The fact that Islamic suicide bombers shout "God is great" when blowing up a marketplace and a hundred innocent Muslims or that the Iranian clerisy authorizes police to rape and torture virgins before executing them, or that Christian soldiers routinely cross themselves and finger rosaries upon assaulting the enemy, or that orthodox Jews invoke a "God of vengeance" when stoning cars on the Sabbath, reminds us how many savage deeds have traditionally been committed in the name of monotheism, notably the burning of heretics and witches during the Inquisition and the slaughter of infidels during the Crusades. One of the few practical advantages of monotheism would seem to be its capacity to generate slogans that justify the annihilation of other races and religions.
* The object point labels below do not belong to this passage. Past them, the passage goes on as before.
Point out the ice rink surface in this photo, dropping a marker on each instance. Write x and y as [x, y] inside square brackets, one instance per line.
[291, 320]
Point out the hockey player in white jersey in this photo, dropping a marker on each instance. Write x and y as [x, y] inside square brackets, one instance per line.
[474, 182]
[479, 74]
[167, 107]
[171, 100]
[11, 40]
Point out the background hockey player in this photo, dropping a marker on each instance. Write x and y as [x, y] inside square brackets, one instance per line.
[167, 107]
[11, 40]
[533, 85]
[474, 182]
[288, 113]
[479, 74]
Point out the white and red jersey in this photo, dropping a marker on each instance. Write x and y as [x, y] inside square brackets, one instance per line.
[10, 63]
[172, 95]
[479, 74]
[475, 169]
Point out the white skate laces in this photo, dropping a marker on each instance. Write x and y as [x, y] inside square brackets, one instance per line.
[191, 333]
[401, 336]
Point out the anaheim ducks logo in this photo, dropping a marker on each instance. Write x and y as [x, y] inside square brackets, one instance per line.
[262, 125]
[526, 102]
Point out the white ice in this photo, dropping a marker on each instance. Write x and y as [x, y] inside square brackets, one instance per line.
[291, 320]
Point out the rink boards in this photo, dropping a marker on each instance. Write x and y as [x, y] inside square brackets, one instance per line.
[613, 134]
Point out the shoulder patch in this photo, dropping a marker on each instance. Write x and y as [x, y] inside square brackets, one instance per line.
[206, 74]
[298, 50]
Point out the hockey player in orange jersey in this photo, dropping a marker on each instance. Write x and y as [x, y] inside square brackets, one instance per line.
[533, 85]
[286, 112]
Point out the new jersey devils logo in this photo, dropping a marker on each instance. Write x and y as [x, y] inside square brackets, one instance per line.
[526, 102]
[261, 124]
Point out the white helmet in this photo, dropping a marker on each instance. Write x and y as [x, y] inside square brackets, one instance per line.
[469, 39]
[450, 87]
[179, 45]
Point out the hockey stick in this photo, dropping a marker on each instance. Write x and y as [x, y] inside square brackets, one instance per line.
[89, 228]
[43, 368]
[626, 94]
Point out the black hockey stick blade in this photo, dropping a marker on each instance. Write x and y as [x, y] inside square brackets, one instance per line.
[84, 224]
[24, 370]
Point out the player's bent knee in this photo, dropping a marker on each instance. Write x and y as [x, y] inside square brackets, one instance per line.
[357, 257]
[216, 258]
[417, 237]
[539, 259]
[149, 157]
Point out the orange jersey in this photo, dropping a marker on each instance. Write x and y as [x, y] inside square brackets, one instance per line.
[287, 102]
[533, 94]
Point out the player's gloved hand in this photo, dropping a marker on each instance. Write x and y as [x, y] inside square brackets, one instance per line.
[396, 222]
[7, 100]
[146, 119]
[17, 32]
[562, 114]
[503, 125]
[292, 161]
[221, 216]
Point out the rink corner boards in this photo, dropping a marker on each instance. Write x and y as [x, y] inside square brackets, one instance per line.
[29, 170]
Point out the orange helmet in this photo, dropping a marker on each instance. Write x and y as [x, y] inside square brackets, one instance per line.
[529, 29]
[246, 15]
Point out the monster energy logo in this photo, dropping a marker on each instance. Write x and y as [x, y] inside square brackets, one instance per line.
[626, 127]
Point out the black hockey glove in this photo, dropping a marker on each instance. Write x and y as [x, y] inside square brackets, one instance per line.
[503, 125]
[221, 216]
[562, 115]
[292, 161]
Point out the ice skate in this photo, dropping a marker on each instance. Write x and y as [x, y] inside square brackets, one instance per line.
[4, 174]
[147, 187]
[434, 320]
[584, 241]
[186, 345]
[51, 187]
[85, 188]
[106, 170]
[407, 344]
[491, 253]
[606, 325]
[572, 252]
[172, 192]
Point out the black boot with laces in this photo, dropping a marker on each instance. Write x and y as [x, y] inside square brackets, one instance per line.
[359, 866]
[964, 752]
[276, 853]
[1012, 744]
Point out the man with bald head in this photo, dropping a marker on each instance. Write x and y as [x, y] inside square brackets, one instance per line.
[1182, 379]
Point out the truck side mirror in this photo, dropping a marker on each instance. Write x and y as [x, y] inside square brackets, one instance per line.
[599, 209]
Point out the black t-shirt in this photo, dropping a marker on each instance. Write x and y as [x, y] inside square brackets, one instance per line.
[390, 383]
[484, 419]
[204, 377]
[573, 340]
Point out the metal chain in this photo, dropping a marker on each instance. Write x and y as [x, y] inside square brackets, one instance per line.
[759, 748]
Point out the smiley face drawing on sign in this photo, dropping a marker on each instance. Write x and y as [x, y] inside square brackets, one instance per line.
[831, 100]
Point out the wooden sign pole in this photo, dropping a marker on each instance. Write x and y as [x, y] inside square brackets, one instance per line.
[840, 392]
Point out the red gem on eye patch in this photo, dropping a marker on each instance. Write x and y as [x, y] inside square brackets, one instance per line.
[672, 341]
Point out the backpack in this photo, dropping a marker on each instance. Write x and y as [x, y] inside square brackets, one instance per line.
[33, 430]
Rather than an advance in metaphysical thinking, the concept of a single "God" would seem to be a superstitious regression created by people incapable of understanding their origins or contemplating their deaths. By contrast, the idea of polytheism, or the worship of multiple deities -- whether practiced by Hindus, Buddhists, Africans, Greeks, Romans, or American Indians -- far from being a primitive theological throwback provides a much more credible explanation for the nature of the universe and the behavior of humankind. Take the Olympian deities, for example. Stories that began in pre-history with the Homeric myths and reached their consummation in the glory of Attic tragedy constituted a far more sophisticated belief system than the stories memorialized in the Koran, the Old Testament, or the synoptic Gospels. Unlike Judaism, Islam, and Christianity, Greek polytheism never attempted to impose a faultless Deity -- whether called Yahweh, Allah, or God the Father, or named after their mortal representatives, Moses, Mohammed, and Jesus -- on all-too-human followers. Polytheism is inclusive, not exclusive.

Hinduism even accepts Jesus as a prophet. And it does not divide the world into good and evil. In the effort of monotheism to create religious ideals one could be unworthy of, it encouraged humankind to aspire towards an unreachable form of godly perfection, a process that could only end in failure or guilt -- unless you were a saint. Polytheism, on the other hand, revealed that far from being faultless, the gods could behave as badly as anybody else, displaying all the same human imperfections -- jealousy, adultery, revenge, anger, competitiveness, infanticide, and murder. The Greek gods may have been Colossi, but like their human followers, they were also deeply flawed.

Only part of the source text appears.